Para que seja viável a gestão financeira do Asilo da Velhice, é fundamental a contribuição da comunidade


 O Asilo da Velhice Major Alencastro da Fontoura tem capacidade para abrigar 20 idosos, e hoje está quase com sua lotação máxima.

 A instituição é a residência de 19 pessoas que, pelos motivos mais variados, na reta final de sua existência não possuem outro lugar para chamar de Lar. Lá estão 10 homens e 9 mulheres, cada um com suas histórias de vida, criaturas que precisam ser respeitadas, acarinhadas e, sobretudo, protegidas por todos nós da comunidade – uma boa lembrança que o Folha da Cidade proporciona através desta matéria, na semana em que se comemora o Dia Nacional dos Avós (26 de julho).

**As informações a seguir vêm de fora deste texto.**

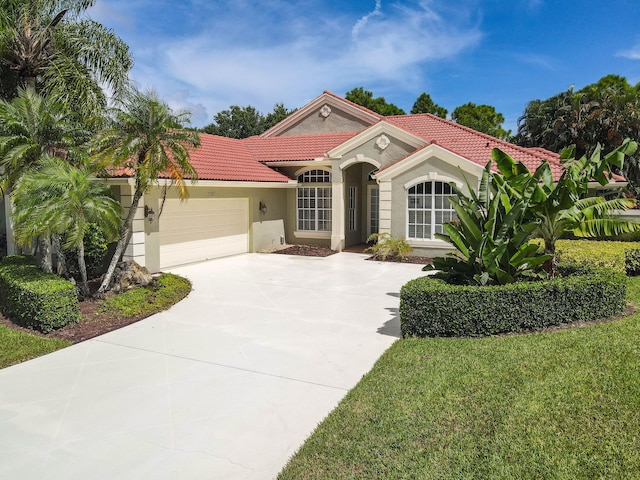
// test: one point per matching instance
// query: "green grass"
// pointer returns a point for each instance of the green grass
(18, 346)
(559, 405)
(169, 290)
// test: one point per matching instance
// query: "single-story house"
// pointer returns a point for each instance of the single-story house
(329, 174)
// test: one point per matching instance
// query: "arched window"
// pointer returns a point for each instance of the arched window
(428, 209)
(314, 201)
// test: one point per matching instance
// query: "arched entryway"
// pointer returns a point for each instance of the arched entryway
(361, 200)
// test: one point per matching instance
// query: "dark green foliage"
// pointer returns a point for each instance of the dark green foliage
(632, 262)
(165, 291)
(34, 299)
(429, 307)
(482, 118)
(424, 104)
(379, 105)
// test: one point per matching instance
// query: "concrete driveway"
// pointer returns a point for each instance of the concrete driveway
(225, 385)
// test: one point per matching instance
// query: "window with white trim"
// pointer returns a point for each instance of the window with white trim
(314, 201)
(428, 209)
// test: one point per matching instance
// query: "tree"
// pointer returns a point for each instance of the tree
(46, 46)
(379, 105)
(236, 122)
(560, 207)
(32, 127)
(604, 113)
(279, 113)
(150, 140)
(482, 118)
(424, 104)
(60, 198)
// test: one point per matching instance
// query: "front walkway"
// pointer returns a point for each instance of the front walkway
(226, 384)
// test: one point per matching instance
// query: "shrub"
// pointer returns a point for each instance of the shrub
(388, 246)
(429, 307)
(34, 299)
(632, 262)
(165, 291)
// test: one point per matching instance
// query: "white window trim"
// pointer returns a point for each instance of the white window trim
(427, 242)
(313, 185)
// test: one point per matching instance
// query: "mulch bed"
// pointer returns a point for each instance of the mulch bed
(94, 322)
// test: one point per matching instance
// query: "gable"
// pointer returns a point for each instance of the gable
(326, 114)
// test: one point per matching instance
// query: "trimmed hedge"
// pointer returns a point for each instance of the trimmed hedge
(429, 307)
(34, 299)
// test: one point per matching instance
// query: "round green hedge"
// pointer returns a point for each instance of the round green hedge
(429, 307)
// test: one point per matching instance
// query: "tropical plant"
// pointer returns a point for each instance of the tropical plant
(47, 46)
(491, 236)
(60, 198)
(148, 139)
(32, 127)
(561, 207)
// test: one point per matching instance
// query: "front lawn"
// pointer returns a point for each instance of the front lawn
(562, 405)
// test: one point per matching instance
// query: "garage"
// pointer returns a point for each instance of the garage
(203, 228)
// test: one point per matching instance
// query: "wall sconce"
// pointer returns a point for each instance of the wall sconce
(149, 214)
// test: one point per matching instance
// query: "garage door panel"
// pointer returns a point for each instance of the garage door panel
(201, 229)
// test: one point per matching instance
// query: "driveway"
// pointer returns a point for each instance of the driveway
(227, 384)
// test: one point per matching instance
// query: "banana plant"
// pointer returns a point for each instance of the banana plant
(491, 236)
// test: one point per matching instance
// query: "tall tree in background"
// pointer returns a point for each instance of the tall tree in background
(379, 105)
(424, 104)
(150, 140)
(46, 45)
(482, 118)
(604, 113)
(243, 122)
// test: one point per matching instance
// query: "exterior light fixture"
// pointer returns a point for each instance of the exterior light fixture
(149, 214)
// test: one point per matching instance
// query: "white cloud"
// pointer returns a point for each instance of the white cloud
(241, 54)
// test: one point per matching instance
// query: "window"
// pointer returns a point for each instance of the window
(428, 209)
(314, 201)
(353, 193)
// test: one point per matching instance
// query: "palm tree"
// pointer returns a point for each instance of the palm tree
(47, 46)
(60, 198)
(148, 139)
(30, 128)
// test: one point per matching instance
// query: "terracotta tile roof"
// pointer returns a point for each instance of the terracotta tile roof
(221, 158)
(295, 147)
(227, 159)
(470, 144)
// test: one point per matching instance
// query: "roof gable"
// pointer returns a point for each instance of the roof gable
(328, 113)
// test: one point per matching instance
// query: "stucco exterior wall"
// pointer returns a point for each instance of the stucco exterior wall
(337, 121)
(393, 152)
(432, 168)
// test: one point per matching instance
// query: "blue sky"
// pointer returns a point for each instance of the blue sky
(208, 55)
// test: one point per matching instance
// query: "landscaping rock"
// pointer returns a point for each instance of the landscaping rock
(129, 275)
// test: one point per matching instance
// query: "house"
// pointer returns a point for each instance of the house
(329, 174)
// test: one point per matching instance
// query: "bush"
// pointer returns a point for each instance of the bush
(34, 299)
(632, 262)
(165, 291)
(388, 246)
(429, 307)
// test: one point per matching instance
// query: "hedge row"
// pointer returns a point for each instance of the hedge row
(429, 307)
(34, 299)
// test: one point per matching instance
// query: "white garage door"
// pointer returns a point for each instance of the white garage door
(203, 228)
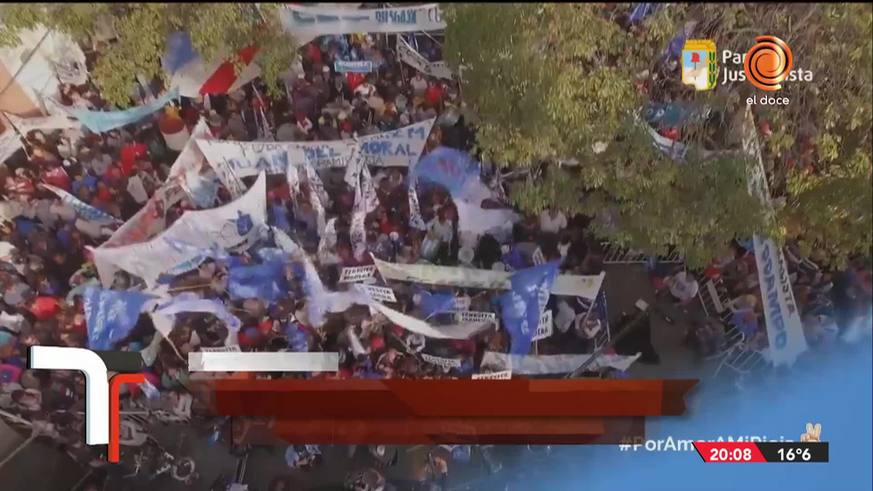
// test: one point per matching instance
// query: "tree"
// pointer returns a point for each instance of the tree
(563, 80)
(142, 30)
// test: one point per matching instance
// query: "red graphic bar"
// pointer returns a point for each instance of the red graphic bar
(418, 400)
(115, 383)
(434, 431)
(729, 452)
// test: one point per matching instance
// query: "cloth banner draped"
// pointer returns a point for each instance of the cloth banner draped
(82, 209)
(110, 315)
(225, 227)
(418, 326)
(190, 302)
(307, 23)
(551, 364)
(413, 58)
(341, 66)
(398, 148)
(486, 279)
(525, 302)
(265, 281)
(102, 121)
(784, 326)
(44, 123)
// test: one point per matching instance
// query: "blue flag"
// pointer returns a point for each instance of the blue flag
(447, 167)
(190, 302)
(111, 315)
(265, 281)
(525, 302)
(436, 303)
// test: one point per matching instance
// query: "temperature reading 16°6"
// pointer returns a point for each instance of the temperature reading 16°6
(790, 454)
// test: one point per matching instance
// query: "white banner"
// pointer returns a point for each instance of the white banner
(221, 349)
(307, 23)
(225, 227)
(784, 327)
(413, 58)
(471, 316)
(538, 257)
(551, 364)
(546, 327)
(503, 375)
(10, 142)
(398, 148)
(378, 293)
(458, 331)
(356, 274)
(415, 219)
(191, 157)
(441, 362)
(570, 285)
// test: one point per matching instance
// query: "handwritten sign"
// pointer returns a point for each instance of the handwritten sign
(341, 66)
(222, 349)
(504, 375)
(380, 293)
(546, 327)
(472, 317)
(356, 274)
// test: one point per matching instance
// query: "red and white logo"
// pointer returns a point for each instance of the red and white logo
(101, 392)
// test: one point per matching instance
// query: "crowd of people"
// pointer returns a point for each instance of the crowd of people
(47, 264)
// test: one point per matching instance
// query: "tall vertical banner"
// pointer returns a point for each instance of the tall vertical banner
(784, 328)
(307, 23)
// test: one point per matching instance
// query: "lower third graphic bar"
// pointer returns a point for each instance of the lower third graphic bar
(263, 362)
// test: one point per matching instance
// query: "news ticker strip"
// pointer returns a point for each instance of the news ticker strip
(748, 452)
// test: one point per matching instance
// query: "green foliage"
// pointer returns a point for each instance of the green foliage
(552, 80)
(216, 29)
(559, 80)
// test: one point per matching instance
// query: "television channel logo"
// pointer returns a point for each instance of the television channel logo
(699, 64)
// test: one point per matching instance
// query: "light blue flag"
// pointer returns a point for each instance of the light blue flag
(111, 315)
(525, 302)
(102, 121)
(436, 303)
(82, 209)
(265, 281)
(447, 167)
(189, 302)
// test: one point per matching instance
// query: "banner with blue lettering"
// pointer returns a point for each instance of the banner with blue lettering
(342, 66)
(436, 303)
(308, 23)
(233, 160)
(524, 303)
(448, 167)
(102, 121)
(233, 225)
(110, 315)
(265, 281)
(82, 209)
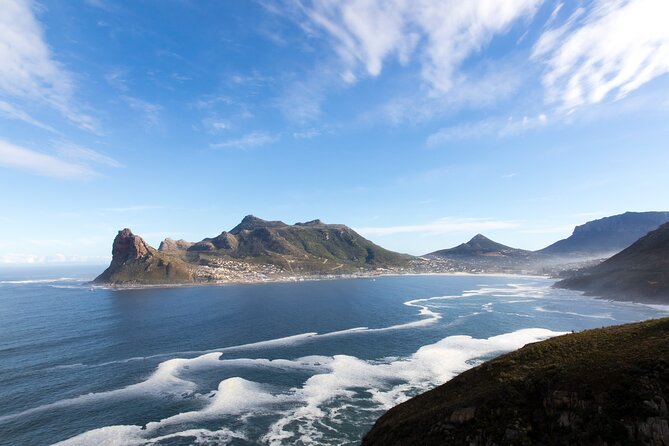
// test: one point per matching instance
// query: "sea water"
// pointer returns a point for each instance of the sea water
(313, 362)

 Mas, sabemos todos, que a gestão financeira de uma casa não é fácil. Se já não o é em uma família tradicional, composta por um punhado de pessoas, imaginem então o investimento necessário para atender as necessidades de 19 idosos.

 Os números impressionam: diariamente, é consumida uma caixa com 12 litros de leite; as 3 lareiras não param de queimar lenha dioturnamente, neste período de inverno; precisa-se, ainda, de fraldas geriátricas e do atendimento especializado de uma equipe multidisciplinar que, em parte, é cedida pela prefeitura (sendo 2 servidores, 1 fisioterapeuta, 1 médico, 1 assistente social e 1 nutricionista), e mesmo assim a instituição precisa contratar mais 8 funcionários, pagos com os recursos do próprio Asilo.

 Já a receita advém, basicamente, da contribuição feita a partir dos rendimentos de cada idoso, que corresponde a 70% do salário mínimo, e mais R$ 10 mil repassados pelo poder Executivo municipal a cada trimestre.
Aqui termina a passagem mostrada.